The day Christopher Nolan called Cillian Murphy about his new film, “Oppenheimer,” Murphy hung up the phone in disbelief.
The Irish actor, though a regular presence in Nolan films going back almost two decades, had always been a supporting player. This time Nolan wanted him to lead.
Filming occurred last year, much of it in Northern New Mexico.
“He’s so understated and self-deprecating and, in his very English manner, just said, ‘Listen, I’ve written this script, it’s about Oppenheimer. I’d like you to be my Oppenheimer,'” Murphy, 46, told The Associated Press recently. “It was a great day.”
Murphy first met Nolan in 2003. He was brought in to screen test for Batman – not just the movie, the character. Murphy knew he wasn’t right for the Dark Knight, but he wanted to meet the man who’d directed “Insomnia” and “Memento.” They hit it off and Murphy got to tap into a sinister intensity to play the corrupt psychiatrist Dr. Crane/Scarecrow, who would go on to appear in all three films. Nolan would also call on Murphy to be the conflicted heir to a business empire in “Inception” and a traumatized soldier in “Dunkirk.”
“We have this long-standing understanding and trust and shorthand and respect,” Murphy said. “It felt like the right time to take on a bigger responsibility. And it just so happened that it was a (expletive) huge one.”
Soon after the phone call, Nolan flew to Dublin to meet Murphy to hand him a physical copy of the script, which he devoured right there in Nolan’s hotel room in September 2020. It was, he said, the best he’d ever read.
Then the scale of it started to sink in.

This would be a film about the charismatic and controversial theoretical physicist who helped create the atomic bomb. Oppenheimer and his peers at Los Alamos would test it on July 16, 1945, not knowing what was going to happen. Then several weeks later the United States would drop those bombs on the Japanese cities of Hiroshima and Nagasaki, killing tens of thousands of people and leaving many with lifelong injuries.
As Nolan said last week in Las Vegas, “Like it or not J. Robert Oppenheimer is the most important person who ever lived.”
“Oppenheimer,” which opens in theaters on July 21, features a starry cast including Emily Blunt as Oppenheimer’s wife Kitty, Matt Damon as Leslie Groves Jr., Robert Downey Jr. as Lewis Strauss, Gary Oldman as Harry S. Truman, and many more rounding out the pivotal players in and around this tense moment in history.

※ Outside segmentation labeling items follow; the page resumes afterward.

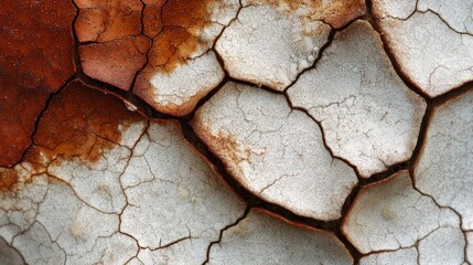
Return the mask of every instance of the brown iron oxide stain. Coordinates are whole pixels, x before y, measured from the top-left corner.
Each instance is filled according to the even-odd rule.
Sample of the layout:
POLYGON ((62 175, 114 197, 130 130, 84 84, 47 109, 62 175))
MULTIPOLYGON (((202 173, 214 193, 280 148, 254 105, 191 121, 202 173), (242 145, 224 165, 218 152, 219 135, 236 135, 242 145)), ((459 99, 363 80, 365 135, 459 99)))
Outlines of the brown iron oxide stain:
POLYGON ((83 71, 93 78, 128 91, 137 72, 147 63, 150 46, 151 40, 143 35, 79 46, 83 71))
POLYGON ((209 1, 75 0, 78 40, 97 43, 79 49, 84 73, 128 91, 148 55, 149 63, 135 85, 137 91, 147 89, 153 73, 172 72, 204 44, 196 32, 209 23, 209 1), (144 52, 130 45, 129 39, 143 42, 144 36, 152 42, 142 45, 144 52))
POLYGON ((141 33, 140 0, 75 0, 79 8, 74 24, 80 42, 108 42, 141 33))
POLYGON ((14 169, 0 169, 0 192, 13 190, 18 183, 18 179, 14 169))
MULTIPOLYGON (((56 159, 94 166, 104 152, 120 144, 123 129, 142 120, 116 96, 76 80, 51 99, 23 161, 32 173, 44 172, 56 159)), ((14 190, 18 180, 15 168, 0 168, 0 192, 14 190)))
POLYGON ((68 0, 0 4, 0 166, 19 162, 51 92, 75 73, 68 0))
POLYGON ((94 165, 140 120, 117 97, 74 81, 51 100, 25 160, 40 167, 56 158, 94 165))

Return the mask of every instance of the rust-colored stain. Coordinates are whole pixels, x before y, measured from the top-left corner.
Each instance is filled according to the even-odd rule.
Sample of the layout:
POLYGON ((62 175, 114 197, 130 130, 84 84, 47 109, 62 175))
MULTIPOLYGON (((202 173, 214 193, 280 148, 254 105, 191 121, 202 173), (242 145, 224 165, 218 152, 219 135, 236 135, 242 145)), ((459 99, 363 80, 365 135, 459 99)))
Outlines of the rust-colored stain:
POLYGON ((211 0, 75 0, 78 40, 93 42, 79 49, 84 73, 93 78, 129 89, 139 70, 137 91, 148 89, 151 75, 170 73, 204 43, 197 32, 211 23, 211 0), (148 42, 143 51, 130 45, 148 42), (98 45, 98 44, 103 45, 98 45), (120 77, 121 76, 121 77, 120 77), (130 77, 132 76, 132 77, 130 77), (118 78, 117 78, 118 77, 118 78))
POLYGON ((149 53, 150 70, 171 72, 205 44, 196 33, 211 23, 209 3, 209 0, 170 0, 162 6, 162 30, 149 53))
POLYGON ((56 158, 94 165, 140 120, 117 97, 74 81, 51 100, 25 160, 40 168, 56 158))
POLYGON ((0 4, 0 166, 19 162, 51 92, 75 72, 68 0, 0 4))
POLYGON ((80 46, 84 73, 128 91, 137 72, 147 63, 150 46, 151 40, 143 35, 80 46))
POLYGON ((74 24, 80 42, 108 42, 141 33, 140 0, 75 0, 79 8, 74 24))
POLYGON ((0 192, 14 190, 18 179, 14 169, 0 169, 0 192))

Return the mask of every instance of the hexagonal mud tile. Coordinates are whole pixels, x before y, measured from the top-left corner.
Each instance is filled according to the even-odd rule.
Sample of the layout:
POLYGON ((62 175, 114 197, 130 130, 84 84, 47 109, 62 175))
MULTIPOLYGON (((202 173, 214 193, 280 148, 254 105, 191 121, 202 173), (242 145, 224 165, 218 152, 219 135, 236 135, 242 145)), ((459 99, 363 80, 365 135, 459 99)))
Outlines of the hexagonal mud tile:
POLYGON ((246 189, 297 214, 340 218, 357 182, 325 149, 318 125, 282 95, 229 82, 191 125, 246 189))
POLYGON ((368 22, 336 33, 318 66, 288 93, 321 123, 333 153, 362 177, 411 157, 426 103, 397 76, 368 22))
POLYGON ((473 2, 373 1, 376 22, 402 73, 434 97, 473 81, 473 2))
POLYGON ((416 187, 473 230, 473 92, 434 108, 415 167, 416 187))
POLYGON ((244 1, 215 49, 229 75, 283 91, 319 55, 331 26, 365 12, 363 1, 244 1))
POLYGON ((0 4, 0 166, 19 162, 50 93, 75 72, 71 1, 0 4))
POLYGON ((465 258, 459 216, 415 190, 408 171, 362 188, 342 231, 363 254, 377 253, 365 258, 368 264, 397 257, 407 263, 462 264, 465 258))
POLYGON ((121 231, 138 240, 143 248, 138 257, 146 264, 204 262, 209 242, 245 210, 189 150, 176 123, 151 124, 121 183, 129 203, 121 231))
POLYGON ((33 140, 23 162, 0 169, 0 236, 29 264, 125 264, 147 253, 147 264, 204 262, 244 214, 179 124, 148 125, 78 81, 51 100, 33 140))
POLYGON ((212 245, 208 264, 353 264, 353 258, 332 233, 252 209, 212 245))

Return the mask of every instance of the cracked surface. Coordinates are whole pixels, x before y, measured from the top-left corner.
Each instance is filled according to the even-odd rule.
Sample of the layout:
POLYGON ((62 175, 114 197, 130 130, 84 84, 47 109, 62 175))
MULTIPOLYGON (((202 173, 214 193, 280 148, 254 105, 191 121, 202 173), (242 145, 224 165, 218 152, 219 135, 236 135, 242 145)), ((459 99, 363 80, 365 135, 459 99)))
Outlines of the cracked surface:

“You realize this is a huge responsibility. He was complicated and contradictory and so iconic,” Murphy said. “But you know you’re with one of the great directors of all time. I felt confident going into it with Chris. He’s had a profound impact on my life, creatively and professionally. He’s offered me very interesting roles over and I’ve found all of them really challenging. And I just love being on his sets.”
As with all Nolan endeavors, secrecy around “Oppenheimer” is vitally important. Murphy loves the “old fashioned approach” that builds interest and anticipation.
The difference with “Oppenheimer” and other Nolan originals, though, is that this is rooted in historical fact. You can read the book it’s based on, Kai Bird and Martin J. Sherwin’s Pulitzer Prize-winning “American Prometheus: The Triumph and Tragedy of J. Robert Oppenheimer.” You can watch the 1981 documentary “The Day After Trinity” on The Criterion Channel.
“The question will be how Chris presents it,” Murphy said. “I think people will be very surprised and wowed by what he does. Anything I say will just seem a bit lame as compared to seeing this in an IMAX theater.”
The time for discussions will be after the movie comes out.
“There’s an awful lot to talk about when we can talk freely,” Murphy said with a smile.
He did offer up that they worked hard to get Oppenheimer’s look right, from the silhouette to the pipe to the porkpie hat. The man, he said, “seemed aware of his own potential mythology.” But, again, those conversations will have to wait.
“I’m really proud of the movie and I’m really proud of what Chris has achieved. This was, for sure, a special one, certainly because of the history with me and Chris. We were not walking around the set high fiving, but it did feel special.” Murphy said. “It’s an event every time he releases a film, and rightly so. Whether I’m in them or not, I always go to see his movies.”